Metode yang digunakan dalam penelitian ini adalah metode penyesuaian histogram. Pemilihan metode ini dilandasi oleh alasan bahwa metode ini cukup sederhana, waktu yang digunakan untuk pemrosesan lebih singkat dan tidak memerlukan perhitungan matematis yang rumit. Asumsi dari metode ini adalah dalam proses koding digital oleh sensor, obyek yang memberikan respon spektral yang paling rendah seharusnya bernilai 0. Apabila nilai ini ternyata melebihi angka 0 maka nilai tersebut dihitung sebagai offset dan koreksi dilakukan dengan mengurangi seluruh nilai pada saluran tersebut dengan offset-nya.

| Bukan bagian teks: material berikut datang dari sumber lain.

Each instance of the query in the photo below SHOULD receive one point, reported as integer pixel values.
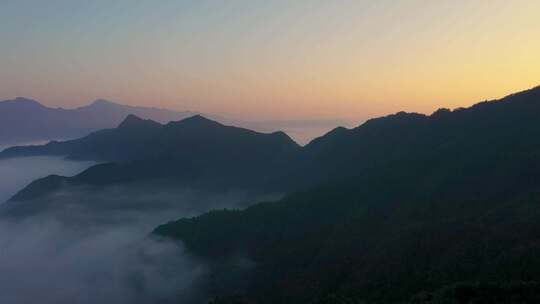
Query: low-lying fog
(92, 245)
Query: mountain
(440, 208)
(195, 151)
(24, 120)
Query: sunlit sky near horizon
(270, 59)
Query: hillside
(408, 204)
(24, 120)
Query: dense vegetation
(404, 207)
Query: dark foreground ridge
(405, 208)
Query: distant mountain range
(24, 121)
(194, 151)
(402, 208)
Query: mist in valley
(86, 244)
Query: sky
(270, 59)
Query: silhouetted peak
(394, 119)
(103, 103)
(133, 121)
(22, 101)
(284, 137)
(441, 112)
(196, 120)
(329, 137)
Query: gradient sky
(270, 59)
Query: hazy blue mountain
(24, 120)
(195, 151)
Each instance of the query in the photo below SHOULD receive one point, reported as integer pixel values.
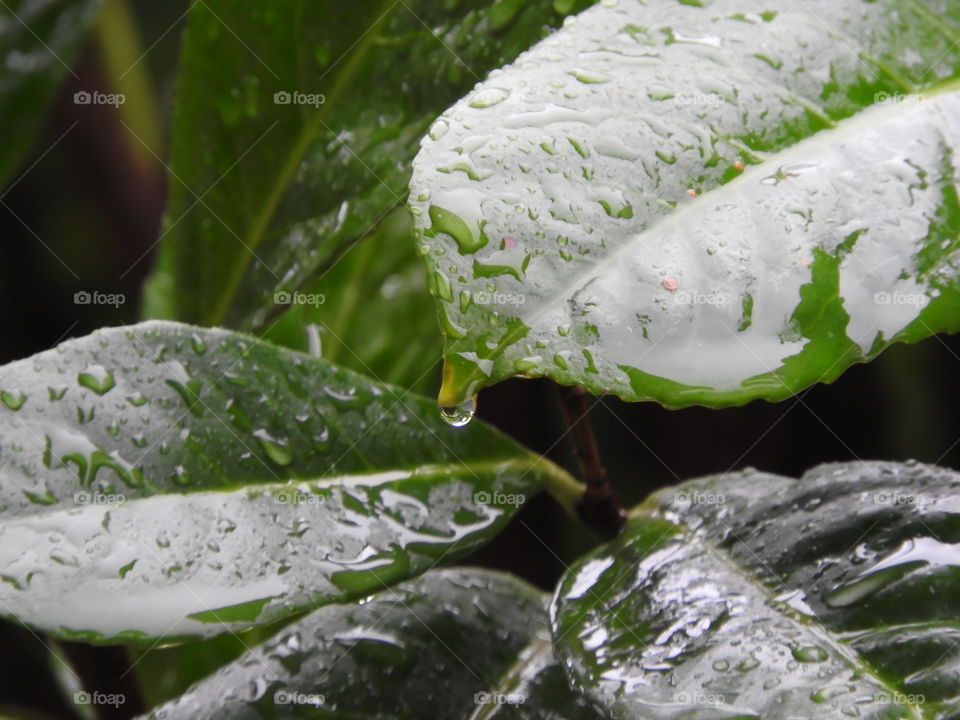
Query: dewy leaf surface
(165, 481)
(38, 41)
(758, 596)
(293, 131)
(438, 647)
(694, 203)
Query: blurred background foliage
(81, 210)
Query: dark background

Gambar 4.10: grafik Histogram Sebelum Koreksi Radiometrik
Dari ketiga grafik histogram tersebut, angka yang terlihat pada Actual Input Limits yaitu angka 65 merupakan nilai piksel terendah dan angka 254 adalah nilai piksel tertinggi untuk band merah, 30 to 254 untuk hijau dan 8 to 254 untuk biru. Menurut metode Histogram Adjustment, nilai piksel terendah haruslah nol (0) dan bila tidak demikian berarti nilai tersebut adalah nilai bias yang dapat dijadikan dasar dalam melakukan koreksi radiometrik citra.

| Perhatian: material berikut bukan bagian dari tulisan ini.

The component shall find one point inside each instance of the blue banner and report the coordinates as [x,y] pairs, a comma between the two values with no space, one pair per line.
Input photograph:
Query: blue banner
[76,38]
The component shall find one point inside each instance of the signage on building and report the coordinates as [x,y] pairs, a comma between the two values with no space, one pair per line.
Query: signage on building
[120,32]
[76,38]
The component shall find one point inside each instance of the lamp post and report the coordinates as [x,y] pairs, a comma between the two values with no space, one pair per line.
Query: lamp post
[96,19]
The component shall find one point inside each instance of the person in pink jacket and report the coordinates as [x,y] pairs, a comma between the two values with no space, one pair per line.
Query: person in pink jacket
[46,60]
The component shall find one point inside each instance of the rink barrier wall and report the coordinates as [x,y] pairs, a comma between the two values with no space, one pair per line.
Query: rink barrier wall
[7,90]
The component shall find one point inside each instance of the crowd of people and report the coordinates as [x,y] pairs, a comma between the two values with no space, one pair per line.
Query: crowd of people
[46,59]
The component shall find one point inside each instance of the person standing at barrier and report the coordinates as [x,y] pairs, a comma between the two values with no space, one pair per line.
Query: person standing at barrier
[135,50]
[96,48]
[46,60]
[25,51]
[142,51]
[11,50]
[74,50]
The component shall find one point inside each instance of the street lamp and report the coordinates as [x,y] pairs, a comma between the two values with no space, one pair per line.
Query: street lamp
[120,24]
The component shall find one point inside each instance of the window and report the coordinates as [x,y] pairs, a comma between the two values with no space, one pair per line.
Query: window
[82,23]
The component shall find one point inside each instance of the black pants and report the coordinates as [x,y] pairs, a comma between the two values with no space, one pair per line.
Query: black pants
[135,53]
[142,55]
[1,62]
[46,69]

Setelah mengetahui nilai bias dari citra, maka pada Algorithm Window melalui Formula Editor, semua nilai (65:red, 30:green, dan 8:blue) tersebut dikurangkan dengan INPUT1 hingga menjadi 0. Pada gambar 4.11, menunjukkan perubahan grafik histogram setelah koreksi radiometrik dimana nilai input terndah adalah 0 (red: 0 to 179, green: 0 to 179, dan blue: 0 to 248).

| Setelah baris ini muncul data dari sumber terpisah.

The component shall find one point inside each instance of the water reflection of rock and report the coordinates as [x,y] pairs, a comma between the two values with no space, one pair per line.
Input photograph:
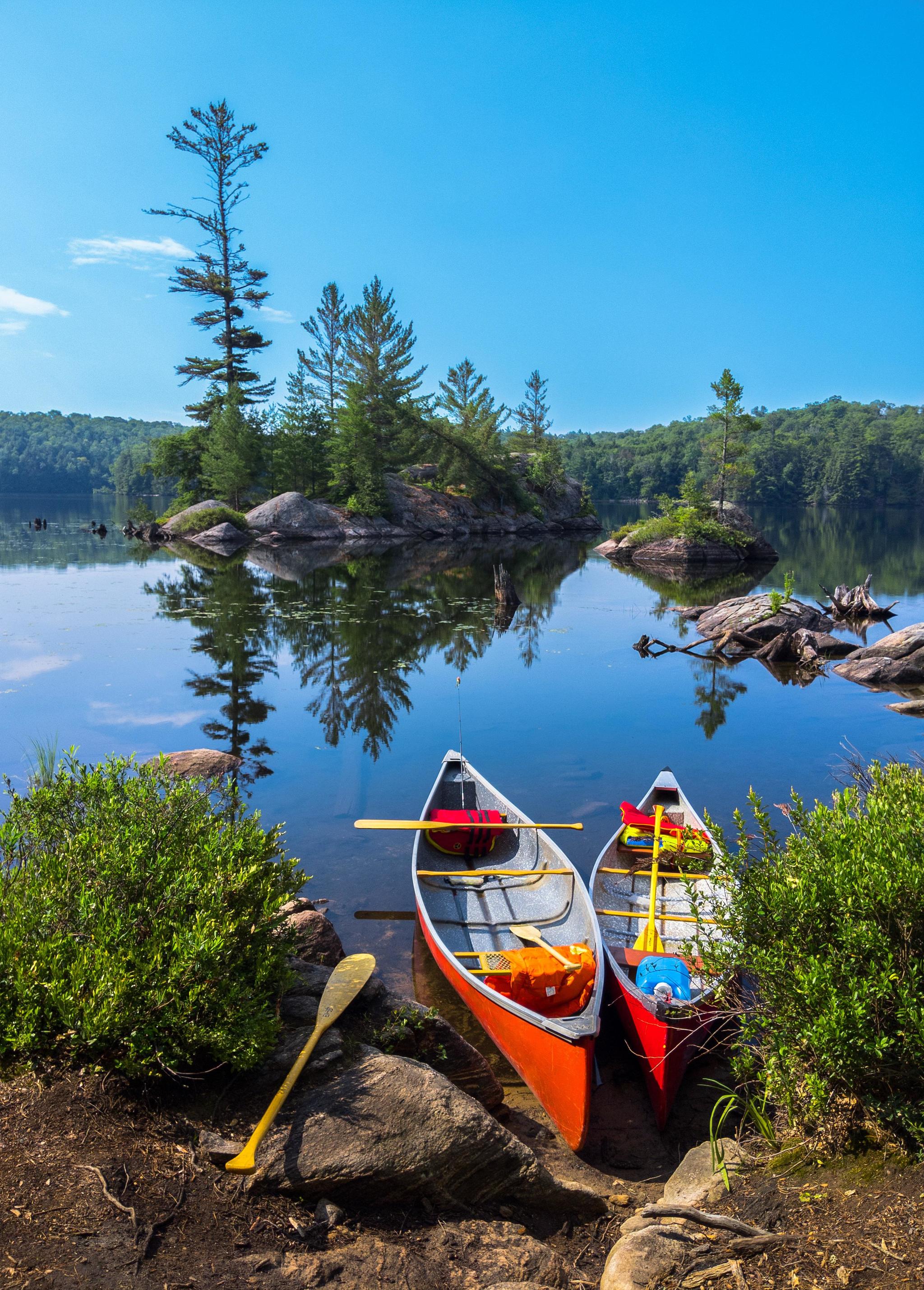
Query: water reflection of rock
[357,627]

Gambar 4.11 Grafik Histogram Setelah Koreksi Radiometrik
Gambar 4.12 menampilkan hasil layout peta citra SPOT4 Kabupaten Takalar yang merupakan hasil dari koreksi Radiometri dan Geometrik dalam komposit R:3, G:2, dan B1.
Gambar 4.12 Citra SAtelit SPOT 4 Setelah Koreksi Radiometrik dan Geometrik
- Pemotongan Citra
Pemotongan data citra dilakukan pada scene citra (K-J identification 310-361) bagian selatan Sulawesi yang mengcover kearah timur laut, dimana tidak semua data yang tercakup dalam scene tersebut dibutuhkan, maka scene tersebut dipotong sesuai dengan lokasi kajian penelitian yaitu Pulau Tanakeke. Pemotongan citra dilakukan agar analisis data terpusat pada objek dan daerah yang diteliti.
Gambar 4.13: Raster Perbandingan Sebelum Pemotongan dan Setelah Pemotongan Citra
Tabel 4.2 Perbandingan Nilai Koordinat Sebelum dan Setelah Pemotongan
Sebelum Pemotongan | Setelah Pemotongan | ||
Koordinat | Koordinat | ||
X | Y | X | Y |
119° 7' 13.37124" | -5° 11' 54.76956" | 119° 14' 25.5264" | -5° 26' 36.564" |
119° 46' 54.92964" | -5° 11' 42.591408" | 119° 19' 42.3228" | -5° 26' 35.3652" |
119° 7' 17.44932" | -5° 49' 35.82534" | 119° 19' 43.6476" | -5° 32' 29.1552" |
119° 47' 3.08544" | -5° 49' 19.587828" | 119° 14' 29.1264" | -5° 32' 30.3468" |
Sumber: Hasil pengolahan data primer, November 2007
- Transformasi Indeks Vegetasi
Transformasi Normalized Difference Vegetation Index (NDVI) dilakukan pada Citra SPOT 4 sesuai dengan formulanya, sehingga menghasilkan raster citra hasil transformasi NDVI (gambar 4.14).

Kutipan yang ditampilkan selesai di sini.